As in the above case, Johnson simply ignores other arguments in Tower of Babel and reissues his usual brief. He writes that one could "flunk an undergraduate" who failed to get the "obvious points" he makes about the two examples he discusses—points that "bright high school students" should easily understand. However, bright students always do their reading, and they will see that I included these examples because IDCS say misleading things about them. The Grant's finch research is one of several studies showing not only that we can observe the Darwinian mechanisms at work in nature (sexual as well as natural selection) but also that we can measure them and see that they operate as predicted to produce functionally adaptive morphological changes. If there is any "fallacy of extrapolation," it is made by Johnson, who conveniently ignores the relevant causal processes exemplified, and seems to think that two data points are sufficient to infer "cyclical" variation within a fixed type. Creationists believe in some magic, uncrossable boundary that defines biological species, and Johnson fails to address the challenges I made to this view. Don't be fooled by talk of "genetic information" or "adaptive complexity." IDCS provide no definition or measure of these concepts, and no evidence that natural mechanisms cannot produce an "increase" in these, or even that an increase is necessary to evolve new species.
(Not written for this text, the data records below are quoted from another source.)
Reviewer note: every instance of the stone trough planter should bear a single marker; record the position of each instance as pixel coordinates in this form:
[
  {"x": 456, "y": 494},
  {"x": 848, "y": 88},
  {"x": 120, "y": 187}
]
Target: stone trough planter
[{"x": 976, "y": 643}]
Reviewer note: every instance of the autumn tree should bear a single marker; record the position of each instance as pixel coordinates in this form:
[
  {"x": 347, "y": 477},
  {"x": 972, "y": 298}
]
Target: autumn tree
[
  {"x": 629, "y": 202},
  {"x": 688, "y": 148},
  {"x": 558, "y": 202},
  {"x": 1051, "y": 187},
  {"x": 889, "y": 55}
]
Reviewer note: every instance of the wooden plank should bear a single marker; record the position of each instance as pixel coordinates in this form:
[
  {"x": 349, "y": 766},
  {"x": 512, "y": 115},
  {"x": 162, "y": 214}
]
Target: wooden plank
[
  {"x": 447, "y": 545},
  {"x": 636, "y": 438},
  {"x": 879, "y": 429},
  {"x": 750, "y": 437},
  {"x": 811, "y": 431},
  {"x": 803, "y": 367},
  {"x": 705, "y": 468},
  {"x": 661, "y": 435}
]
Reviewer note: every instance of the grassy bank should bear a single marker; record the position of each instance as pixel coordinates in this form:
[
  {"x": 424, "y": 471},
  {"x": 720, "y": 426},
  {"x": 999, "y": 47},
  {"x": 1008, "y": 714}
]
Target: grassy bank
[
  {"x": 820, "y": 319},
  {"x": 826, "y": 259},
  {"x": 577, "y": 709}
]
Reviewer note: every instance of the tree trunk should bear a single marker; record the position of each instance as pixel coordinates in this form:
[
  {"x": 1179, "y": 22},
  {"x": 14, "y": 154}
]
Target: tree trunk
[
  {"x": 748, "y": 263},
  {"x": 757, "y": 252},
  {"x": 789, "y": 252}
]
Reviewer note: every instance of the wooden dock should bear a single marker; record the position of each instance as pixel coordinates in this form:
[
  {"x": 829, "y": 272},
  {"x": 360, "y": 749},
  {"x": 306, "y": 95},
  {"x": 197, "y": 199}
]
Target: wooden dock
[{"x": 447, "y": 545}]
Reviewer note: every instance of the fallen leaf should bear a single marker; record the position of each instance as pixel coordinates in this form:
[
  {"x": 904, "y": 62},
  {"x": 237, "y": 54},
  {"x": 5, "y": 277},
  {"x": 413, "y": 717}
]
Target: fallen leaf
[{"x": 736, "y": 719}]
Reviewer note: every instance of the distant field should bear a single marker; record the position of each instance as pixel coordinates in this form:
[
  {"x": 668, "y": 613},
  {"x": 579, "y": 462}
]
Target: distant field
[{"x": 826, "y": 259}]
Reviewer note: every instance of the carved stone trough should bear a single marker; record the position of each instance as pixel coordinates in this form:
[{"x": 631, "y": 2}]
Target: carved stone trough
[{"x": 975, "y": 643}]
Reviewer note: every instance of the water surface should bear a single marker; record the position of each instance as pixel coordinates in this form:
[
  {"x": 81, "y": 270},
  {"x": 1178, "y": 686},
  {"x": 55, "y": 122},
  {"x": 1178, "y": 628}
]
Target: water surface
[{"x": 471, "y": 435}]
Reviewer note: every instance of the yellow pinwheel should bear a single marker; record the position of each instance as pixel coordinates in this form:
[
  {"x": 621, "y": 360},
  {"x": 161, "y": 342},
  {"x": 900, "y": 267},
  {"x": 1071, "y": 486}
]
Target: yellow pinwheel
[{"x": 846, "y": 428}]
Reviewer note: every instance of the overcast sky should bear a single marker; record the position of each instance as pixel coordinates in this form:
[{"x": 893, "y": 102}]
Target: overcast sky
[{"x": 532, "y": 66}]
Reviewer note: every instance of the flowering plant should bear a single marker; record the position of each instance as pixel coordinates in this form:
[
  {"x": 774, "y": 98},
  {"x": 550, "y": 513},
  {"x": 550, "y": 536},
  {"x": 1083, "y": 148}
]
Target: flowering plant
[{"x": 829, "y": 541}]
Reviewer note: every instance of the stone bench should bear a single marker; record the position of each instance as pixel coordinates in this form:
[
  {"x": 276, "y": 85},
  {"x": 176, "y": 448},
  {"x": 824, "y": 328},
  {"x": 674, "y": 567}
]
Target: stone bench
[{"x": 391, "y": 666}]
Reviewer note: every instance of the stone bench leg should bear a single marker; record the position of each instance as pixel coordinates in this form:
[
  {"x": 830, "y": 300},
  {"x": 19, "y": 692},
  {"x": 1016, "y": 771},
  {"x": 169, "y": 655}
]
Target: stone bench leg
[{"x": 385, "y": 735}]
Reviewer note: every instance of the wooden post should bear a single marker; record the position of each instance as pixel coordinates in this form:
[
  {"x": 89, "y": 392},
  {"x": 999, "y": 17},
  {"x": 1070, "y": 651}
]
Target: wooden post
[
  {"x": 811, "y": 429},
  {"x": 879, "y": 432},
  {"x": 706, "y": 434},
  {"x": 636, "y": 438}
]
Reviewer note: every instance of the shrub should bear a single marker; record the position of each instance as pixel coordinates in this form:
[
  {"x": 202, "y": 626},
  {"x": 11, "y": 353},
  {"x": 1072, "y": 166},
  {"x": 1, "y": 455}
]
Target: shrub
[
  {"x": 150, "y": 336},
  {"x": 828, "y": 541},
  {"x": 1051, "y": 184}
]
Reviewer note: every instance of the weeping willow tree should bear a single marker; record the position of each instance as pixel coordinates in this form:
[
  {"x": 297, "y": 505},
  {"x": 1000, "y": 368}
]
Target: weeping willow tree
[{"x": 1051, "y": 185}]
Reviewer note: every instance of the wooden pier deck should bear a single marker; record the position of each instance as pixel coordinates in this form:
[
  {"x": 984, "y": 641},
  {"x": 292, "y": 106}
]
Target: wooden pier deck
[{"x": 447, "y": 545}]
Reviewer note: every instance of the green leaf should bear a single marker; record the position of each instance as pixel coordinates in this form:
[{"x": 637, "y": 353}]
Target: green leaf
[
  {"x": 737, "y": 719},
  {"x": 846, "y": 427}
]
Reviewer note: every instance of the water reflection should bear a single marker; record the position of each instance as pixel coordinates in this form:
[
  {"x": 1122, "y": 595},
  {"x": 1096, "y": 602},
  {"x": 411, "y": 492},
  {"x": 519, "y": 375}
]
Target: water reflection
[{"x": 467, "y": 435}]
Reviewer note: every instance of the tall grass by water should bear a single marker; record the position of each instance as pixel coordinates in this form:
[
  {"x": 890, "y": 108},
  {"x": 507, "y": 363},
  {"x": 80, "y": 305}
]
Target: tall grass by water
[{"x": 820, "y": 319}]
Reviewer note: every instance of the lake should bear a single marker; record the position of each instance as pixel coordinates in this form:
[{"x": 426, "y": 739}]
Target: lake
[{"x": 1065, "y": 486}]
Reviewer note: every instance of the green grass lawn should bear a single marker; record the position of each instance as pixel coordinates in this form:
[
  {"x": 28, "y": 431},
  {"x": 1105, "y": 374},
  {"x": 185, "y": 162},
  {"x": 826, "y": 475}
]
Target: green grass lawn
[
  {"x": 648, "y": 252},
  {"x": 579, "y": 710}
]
Johnson's discussion of Dawkins's computer simulation is particularly misleading, for I included that case specifically to show how IDCS regularly misrepresent what Dawkins explicitly claimed about his program and the way that it supports evolution. I also provided my own alternative example and de scribed other computer models that evolve using genetic algorithms, neither of which has the feature of a specific target that IDCS claim (falsely) "smuggles intelligence" into the procedure. Genetic algorithms can generate just the sort of novel, functional, and specific complexity that IDCS say is impossible without intentional design. Evolutionary computation is a rapidly developing field that is proving its power theoretically and in practical applications, from airplane wing design to, yes indeed, computer software development. (I made no claims about symphony orchestras.)
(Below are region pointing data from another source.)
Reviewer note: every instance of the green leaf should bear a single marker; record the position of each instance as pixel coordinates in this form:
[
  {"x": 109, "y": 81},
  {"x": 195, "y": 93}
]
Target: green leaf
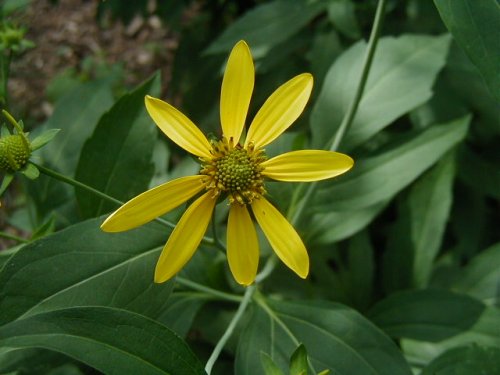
[
  {"x": 479, "y": 172},
  {"x": 270, "y": 368},
  {"x": 111, "y": 340},
  {"x": 267, "y": 25},
  {"x": 7, "y": 179},
  {"x": 429, "y": 207},
  {"x": 117, "y": 158},
  {"x": 342, "y": 14},
  {"x": 481, "y": 277},
  {"x": 401, "y": 78},
  {"x": 85, "y": 266},
  {"x": 474, "y": 25},
  {"x": 485, "y": 332},
  {"x": 360, "y": 274},
  {"x": 467, "y": 360},
  {"x": 427, "y": 315},
  {"x": 346, "y": 224},
  {"x": 298, "y": 361},
  {"x": 76, "y": 114},
  {"x": 38, "y": 362},
  {"x": 44, "y": 138},
  {"x": 30, "y": 171},
  {"x": 336, "y": 337},
  {"x": 181, "y": 310},
  {"x": 379, "y": 178}
]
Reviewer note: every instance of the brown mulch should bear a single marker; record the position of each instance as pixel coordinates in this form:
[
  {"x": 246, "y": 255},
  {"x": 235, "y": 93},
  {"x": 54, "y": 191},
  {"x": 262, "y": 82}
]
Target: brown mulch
[{"x": 67, "y": 32}]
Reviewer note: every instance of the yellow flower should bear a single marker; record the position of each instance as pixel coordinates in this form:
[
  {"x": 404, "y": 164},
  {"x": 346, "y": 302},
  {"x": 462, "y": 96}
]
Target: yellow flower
[{"x": 234, "y": 170}]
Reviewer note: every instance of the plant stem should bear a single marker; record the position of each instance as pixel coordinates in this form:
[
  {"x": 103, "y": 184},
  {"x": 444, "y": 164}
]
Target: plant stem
[
  {"x": 75, "y": 183},
  {"x": 13, "y": 237},
  {"x": 229, "y": 330},
  {"x": 334, "y": 143},
  {"x": 216, "y": 293},
  {"x": 78, "y": 184}
]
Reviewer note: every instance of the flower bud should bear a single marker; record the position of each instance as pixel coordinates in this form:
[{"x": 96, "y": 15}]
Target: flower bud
[{"x": 14, "y": 152}]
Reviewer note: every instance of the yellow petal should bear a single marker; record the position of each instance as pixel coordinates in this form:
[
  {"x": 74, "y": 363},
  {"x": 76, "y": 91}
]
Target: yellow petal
[
  {"x": 178, "y": 127},
  {"x": 237, "y": 87},
  {"x": 185, "y": 238},
  {"x": 284, "y": 240},
  {"x": 280, "y": 110},
  {"x": 307, "y": 165},
  {"x": 153, "y": 203},
  {"x": 242, "y": 245}
]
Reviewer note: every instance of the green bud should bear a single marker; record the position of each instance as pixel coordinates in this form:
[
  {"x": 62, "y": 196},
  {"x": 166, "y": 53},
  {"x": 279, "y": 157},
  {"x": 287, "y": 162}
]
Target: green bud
[{"x": 15, "y": 152}]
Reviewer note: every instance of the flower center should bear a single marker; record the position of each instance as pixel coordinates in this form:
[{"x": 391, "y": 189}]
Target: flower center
[{"x": 235, "y": 171}]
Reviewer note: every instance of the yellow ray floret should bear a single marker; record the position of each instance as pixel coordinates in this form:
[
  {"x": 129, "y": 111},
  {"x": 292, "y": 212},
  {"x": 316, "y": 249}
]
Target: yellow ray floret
[{"x": 235, "y": 170}]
The only new item in Johnson's article is his acknowledgement that languages evolve. This is an important admission, for Johnson is usually careful not to say anything about the "details" of his position that could fracture his alliance. Traditional creationists do reject linguistic evolution, and for the same reason they reject biological evolution, because it goes against a plain reading of Genesis, which states that God specially created the different languages in the great confusion at Babel. I discuss this case, because the theory of the evolution of languages matches that of the evolution of biological species in all of its most significant elements: the structure of the theory, the kinds of evidence available, and how the central evolutionary hypothesis of descent with modification is justified. It is easy to see the flaws in the creationists' arguments in this context. Of course, the evolution of languages has some special features because the causal processes involved allow, for instance, Lamarckian as well as Darwinian mechanisms, but linguistic evolution does indeed challenge the IDCS' central claims. No one designed English, or any other natural language. Languages do not need special intentional design to evolve from one into others, and neither do species.